It's feasible with current technologies, but also unlikely because of the huge cost of deploying them.
The steel chain, from iron ore mining to finished products, accounts for about 8% of global carbon emissions and reducing this impact is often viewed as vital to combating climate change.
If there was consensus at the gathering of the iron ore and steel industry this week at Singapore International Ferrous Week, it's that cutting emissions from steelmaking is possible.
But what was also obvious is that while miners and steelmakers are in the early stages of transitioning, the process will be slow and hugely expensive.
The problem with this is nobody is sure who is going to pay.
Australia's iron ore miners, who supply about two-thirds of China's imports, are capable of building a green iron supply chain, which would use solar and wind energy to create green hydrogen, which would then be used to beneficiate iron ore into direct reduced iron (DRI) and hot-briquetted iron (HBI).
Using HBI cuts out about 80% of the emissions created in the steelmaking process by eliminating the practice of using coal to turn iron ore into pig, or crude, iron by removing oxygen and other impurities.
But the iron ore miners won't invest the billions of dollars needed to build green iron plants unless China, which makes about half of the world's steel, and other major producers such as South Korea, Japan and India, commit to using the cleaner product.
At the heart of the problem is cost.
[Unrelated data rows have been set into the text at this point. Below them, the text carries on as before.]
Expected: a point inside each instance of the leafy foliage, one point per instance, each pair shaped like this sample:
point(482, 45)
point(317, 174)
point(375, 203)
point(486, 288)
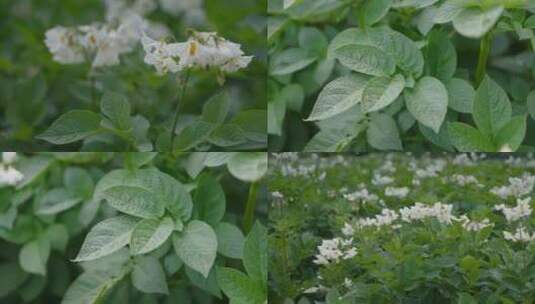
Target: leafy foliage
point(439, 69)
point(87, 227)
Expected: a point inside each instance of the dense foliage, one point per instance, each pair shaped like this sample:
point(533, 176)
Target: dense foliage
point(401, 75)
point(133, 228)
point(75, 75)
point(401, 229)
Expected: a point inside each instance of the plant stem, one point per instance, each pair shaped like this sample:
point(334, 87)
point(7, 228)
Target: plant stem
point(177, 109)
point(250, 207)
point(484, 51)
point(92, 80)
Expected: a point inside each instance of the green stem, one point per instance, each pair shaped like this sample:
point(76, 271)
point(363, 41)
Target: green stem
point(250, 207)
point(177, 109)
point(484, 51)
point(94, 103)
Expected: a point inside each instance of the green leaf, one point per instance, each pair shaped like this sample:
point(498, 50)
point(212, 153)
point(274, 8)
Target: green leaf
point(375, 10)
point(383, 134)
point(405, 52)
point(215, 110)
point(32, 168)
point(12, 277)
point(156, 186)
point(428, 102)
point(106, 237)
point(531, 104)
point(441, 57)
point(380, 92)
point(468, 139)
point(208, 284)
point(116, 108)
point(148, 275)
point(492, 109)
point(72, 126)
point(230, 240)
point(475, 22)
point(150, 234)
point(338, 96)
point(448, 11)
point(56, 201)
point(134, 201)
point(89, 287)
point(253, 123)
point(460, 95)
point(227, 135)
point(465, 298)
point(210, 201)
point(138, 159)
point(78, 181)
point(511, 135)
point(366, 59)
point(192, 135)
point(58, 236)
point(248, 166)
point(414, 3)
point(313, 40)
point(240, 288)
point(34, 256)
point(255, 253)
point(290, 61)
point(197, 246)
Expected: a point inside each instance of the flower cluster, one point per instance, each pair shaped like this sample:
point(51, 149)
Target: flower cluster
point(471, 225)
point(201, 50)
point(518, 187)
point(521, 235)
point(419, 211)
point(464, 180)
point(9, 176)
point(362, 195)
point(521, 209)
point(400, 192)
point(100, 44)
point(334, 250)
point(386, 218)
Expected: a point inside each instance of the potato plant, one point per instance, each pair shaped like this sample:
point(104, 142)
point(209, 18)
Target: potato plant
point(399, 228)
point(401, 75)
point(133, 228)
point(132, 75)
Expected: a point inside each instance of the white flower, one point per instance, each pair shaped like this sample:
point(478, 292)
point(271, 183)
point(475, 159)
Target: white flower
point(63, 44)
point(201, 50)
point(521, 209)
point(401, 192)
point(521, 235)
point(348, 230)
point(192, 10)
point(9, 176)
point(381, 180)
point(518, 187)
point(99, 43)
point(469, 225)
point(334, 250)
point(9, 158)
point(419, 211)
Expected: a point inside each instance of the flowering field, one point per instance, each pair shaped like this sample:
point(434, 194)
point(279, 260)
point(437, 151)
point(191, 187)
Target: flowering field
point(81, 228)
point(399, 228)
point(132, 75)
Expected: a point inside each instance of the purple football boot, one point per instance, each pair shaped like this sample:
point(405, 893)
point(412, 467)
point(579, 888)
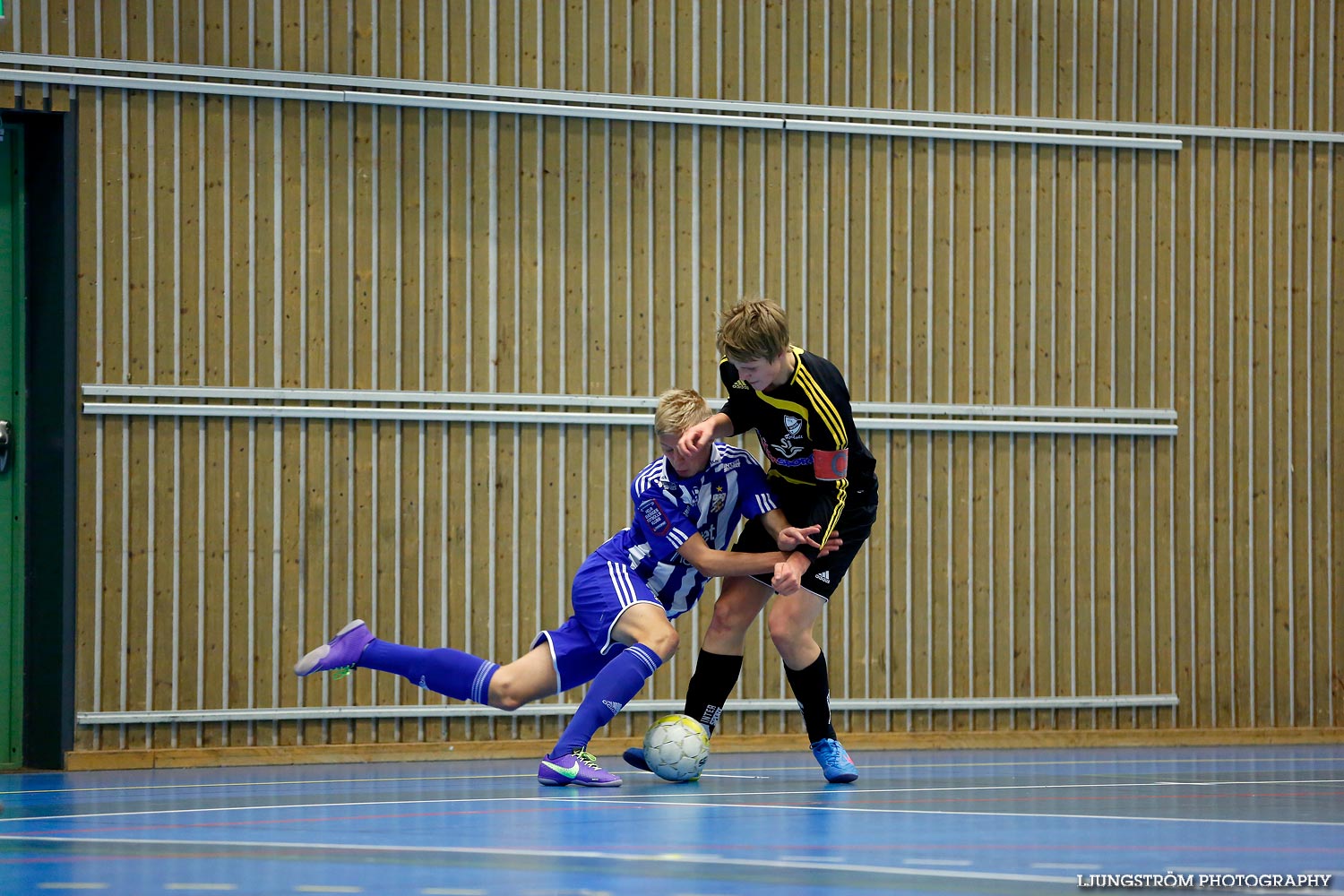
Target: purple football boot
point(339, 654)
point(578, 769)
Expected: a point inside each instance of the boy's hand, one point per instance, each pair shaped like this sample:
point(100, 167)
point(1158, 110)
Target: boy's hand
point(695, 438)
point(790, 538)
point(788, 575)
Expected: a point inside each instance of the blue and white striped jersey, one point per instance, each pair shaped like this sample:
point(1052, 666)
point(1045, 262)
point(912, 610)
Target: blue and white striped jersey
point(669, 509)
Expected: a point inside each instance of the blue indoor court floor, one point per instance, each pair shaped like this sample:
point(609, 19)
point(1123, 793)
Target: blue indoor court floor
point(994, 821)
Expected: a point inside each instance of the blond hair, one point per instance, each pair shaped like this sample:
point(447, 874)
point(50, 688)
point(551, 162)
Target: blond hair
point(679, 410)
point(753, 330)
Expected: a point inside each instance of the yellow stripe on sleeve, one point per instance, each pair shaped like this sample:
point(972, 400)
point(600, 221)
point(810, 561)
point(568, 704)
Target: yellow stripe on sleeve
point(825, 409)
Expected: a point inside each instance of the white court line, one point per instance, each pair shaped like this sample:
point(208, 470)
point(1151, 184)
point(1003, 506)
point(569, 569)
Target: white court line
point(1064, 866)
point(510, 853)
point(335, 780)
point(983, 788)
point(968, 812)
point(913, 764)
point(702, 801)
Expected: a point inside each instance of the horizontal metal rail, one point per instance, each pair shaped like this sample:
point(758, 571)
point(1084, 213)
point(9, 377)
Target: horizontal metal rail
point(518, 107)
point(542, 400)
point(591, 418)
point(738, 107)
point(457, 711)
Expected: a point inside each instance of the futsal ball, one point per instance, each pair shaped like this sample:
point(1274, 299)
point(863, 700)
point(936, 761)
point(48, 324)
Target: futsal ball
point(676, 748)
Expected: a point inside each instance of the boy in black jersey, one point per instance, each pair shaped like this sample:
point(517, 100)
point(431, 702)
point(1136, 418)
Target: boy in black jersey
point(822, 473)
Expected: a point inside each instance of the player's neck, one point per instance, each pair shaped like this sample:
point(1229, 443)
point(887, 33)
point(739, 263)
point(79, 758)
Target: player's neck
point(790, 363)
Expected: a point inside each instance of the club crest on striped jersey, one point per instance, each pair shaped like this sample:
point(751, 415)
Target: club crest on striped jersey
point(655, 517)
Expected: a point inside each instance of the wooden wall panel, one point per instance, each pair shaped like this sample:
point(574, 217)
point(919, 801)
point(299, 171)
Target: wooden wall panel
point(257, 242)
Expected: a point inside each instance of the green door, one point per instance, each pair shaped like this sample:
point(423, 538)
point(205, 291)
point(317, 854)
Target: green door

Using hydrogen to make green iron and an electric arc furnace to turn that into steel can reduce the emissions from about 1.8 tonnes of carbon to 200kg per tonne of steel.
While estimates of the cost vary, the consensus is even a green steel supply chain built at scale would result in a near doubling of the cost of making a tonne of steel compared with the coal-intensive method of using a blast furnace and a basic oxygen furnace (BF-BOF).
It's likely that steel mills will be unwilling to see their costs rise so dramatically, as it would be challenging to pass the higher prices fully on to consumers.
The iron ore and steel market dynamics illustrate the scale of the challenge.
Chinese steel mills are struggling for profitability and one way they try to cut costs is to increase the share of low-grade, and cheaper, iron ore in their production.
This lowers the cost of the steel produced, but also raises the carbon intensity to about 2.2 tonnes per tonne of steel produced, up from about 1.8 tonnes if high-grade iron ore is used in the BF-BOF process.
In other words, green steel ambition is likely to be sacrificed on the altar of economics.
It is possible to lower the carbon intensity of steel by going somewhat greener.
Using natural gas to reduce the iron ore instead of coal could trim the amount of carbon to about 1.1 tonnes per tonne of steel and if the gas can be secured at a cheap enough price this becomes a viable and economic option.
Producing hydrogen using natural gas is often referred to as blue hydrogen and using this fuel to beneficiate the iron ore means steel could be considered teal, one of the shades between blue and green.
Brazil's Vale is building what it calls mega-hubs in three Middle East countries with the aim of using cheap natural gas to produce DRI and HBI for export to steel mills in China.
This product would also help steel producers comply with the EU's planned carbon border adjustment mechanism, which is slated to be introduced next year, though it may be delayed.
There are several points to note, first that while the 80-million tonnes of iron ore a year that Vale is believed to be planning on processing in the Middle East sounds substantial, it's not even one month's worth of imports by China, which buys about three-quarters of global seaborne iron ore.
Natural gas isn't a viable option for Australia's iron ore sector, as it is too expensive and the available supply in Western Australia, home to most iron ore mines, is already spoken for by the domestic sector and the liquefied natural gas producers.
This means teal steel will make a bit of a difference but not the step-change needed to decarbonise steel.
That will require government legislation and regulation to incentivise or punish steelmakers through measures such as subsidies or carbon taxes to the point where green steel becomes viable.
Teal steel is an example of the cliché to not let perfect be the enemy of good.